The index for steel starts in June 1982, and the price of steel that month is used as the index’s baseline price. In January 2000, for example, the price of steel had risen above that June 1982 price by 15.4%.
But as of July 2021, steel is priced more than 522% above that June 1982 figure. Softwood lumber is priced at more than 185% above its June 1982 figure, after peaking in May at 465.9%, according to the index.
Months of Waiting
Wiley shared examples of price hikes he’s experienced recently. Metal roof decks used to cost about $5 per square foot and take between six and 10 weeks to deliver. Today, the price is more like $20 per square foot with a delivery time of about six to eight months. The formed framing parts that go around a window typically take about 25 weeks to arrive but can take as long as 40 weeks today.
And at a recent teleconference hosted by the National Roofing Contractors Association, Wiley said companies that provide roofing systems told contractors that if they don’t get orders in by the end of September, they likely won’t get any new products in 2022.
“None of these projects are being planned with huge cushions. The viability of these projects is resting on a fairly thin margin to begin with,” Christopher Ptomey, executive director of the Urban Land Institute’s Terwilliger Center for Housing, told CoStar in an interview about the materials shortage’s impact on apartments.
Another hurdle plaguing contractors involves the availability of the large cargo shipping containers required to transport nondomestic goods to the United States.
Normally, the cost of having something sent to America in a shipping container is about $4,000, and that cost is built into the overall product price. Today, though, the cost has swelled to about $25,000, and the containers have grown increasingly difficult to find, Wiley said.
“That’s just one kind of oddity that is greatly driving the price up,” Wiley said. “We’ve had that particular issue affect one project to the tune of $2 million.”

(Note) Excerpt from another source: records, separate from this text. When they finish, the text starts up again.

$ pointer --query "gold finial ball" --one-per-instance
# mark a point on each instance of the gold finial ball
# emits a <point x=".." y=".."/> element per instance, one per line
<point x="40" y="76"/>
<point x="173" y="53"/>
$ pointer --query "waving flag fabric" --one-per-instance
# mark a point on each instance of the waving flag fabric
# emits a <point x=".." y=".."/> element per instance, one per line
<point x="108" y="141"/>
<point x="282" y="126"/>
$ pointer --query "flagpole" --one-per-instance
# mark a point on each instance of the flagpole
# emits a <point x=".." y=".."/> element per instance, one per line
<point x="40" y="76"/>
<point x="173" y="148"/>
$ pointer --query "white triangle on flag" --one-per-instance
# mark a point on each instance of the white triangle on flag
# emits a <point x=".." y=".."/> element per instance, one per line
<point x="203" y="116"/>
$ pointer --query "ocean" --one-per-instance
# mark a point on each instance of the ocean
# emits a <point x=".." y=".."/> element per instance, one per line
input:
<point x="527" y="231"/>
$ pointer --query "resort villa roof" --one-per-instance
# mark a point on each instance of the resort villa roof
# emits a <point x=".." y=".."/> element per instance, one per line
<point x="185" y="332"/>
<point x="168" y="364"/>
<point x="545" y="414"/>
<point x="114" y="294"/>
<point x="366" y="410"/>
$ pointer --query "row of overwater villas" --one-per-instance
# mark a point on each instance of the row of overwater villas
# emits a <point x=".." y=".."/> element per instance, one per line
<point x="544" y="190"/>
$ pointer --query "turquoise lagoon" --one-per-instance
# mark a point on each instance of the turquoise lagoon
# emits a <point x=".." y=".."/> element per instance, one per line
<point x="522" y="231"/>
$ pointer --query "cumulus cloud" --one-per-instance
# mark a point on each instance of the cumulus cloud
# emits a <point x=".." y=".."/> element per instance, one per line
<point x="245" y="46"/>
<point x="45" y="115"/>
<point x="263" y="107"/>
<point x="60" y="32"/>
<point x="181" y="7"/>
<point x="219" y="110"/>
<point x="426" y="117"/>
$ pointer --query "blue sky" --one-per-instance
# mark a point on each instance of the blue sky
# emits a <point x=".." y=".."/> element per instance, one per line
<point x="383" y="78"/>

Wiley and Pecoraro declined to name specific developments that have been delayed, but both said they’ve had multifamily projects set back because of the shortage.
Effect on Renters’ Lives
For most apartment dwellers, increased construction costs may come as a surprise, but there is also an effect: “I think the way most people experience the shortage is in the cost of their housing,” Ptomey said.
Higher costs can be significant on lower-wage renters. The National Low Income Housing Coalition says the United States is facing an affordable housing deficit of more than 7.2 million units. And a 2018 report from NLIHC found that a full-time, minimum-wage worker could afford a one-bedroom apartment at market rent in just 22 of the nation’s more than 3,000 counties.
Naturally, the materials shortage and its pummeling of schedules, budgets and contractors’ ability to plan is raising a singular question: When will the situation improve?
It’s a difficult question for those in the industry to answer. The makers and procurers of steel and timber are still working through a production backlog, and many are doing so without enough labor.
To bring production back to near normal, there are jobs that need to be filled, followed by a massive amount of catch-up activity.
Until then, Ptomey and others are hopeful the situation can shed light on the huge effect that a lack of affordable housing has on those who can’t afford pricier alternatives.
“Every week or month that a building is delayed in being turned over has a direct impact on somebody’s life, even if it’s hard to see sometimes,” Pecoraro said. “The faster those units come into service, the quicker you can improve those residents’ quality of life.”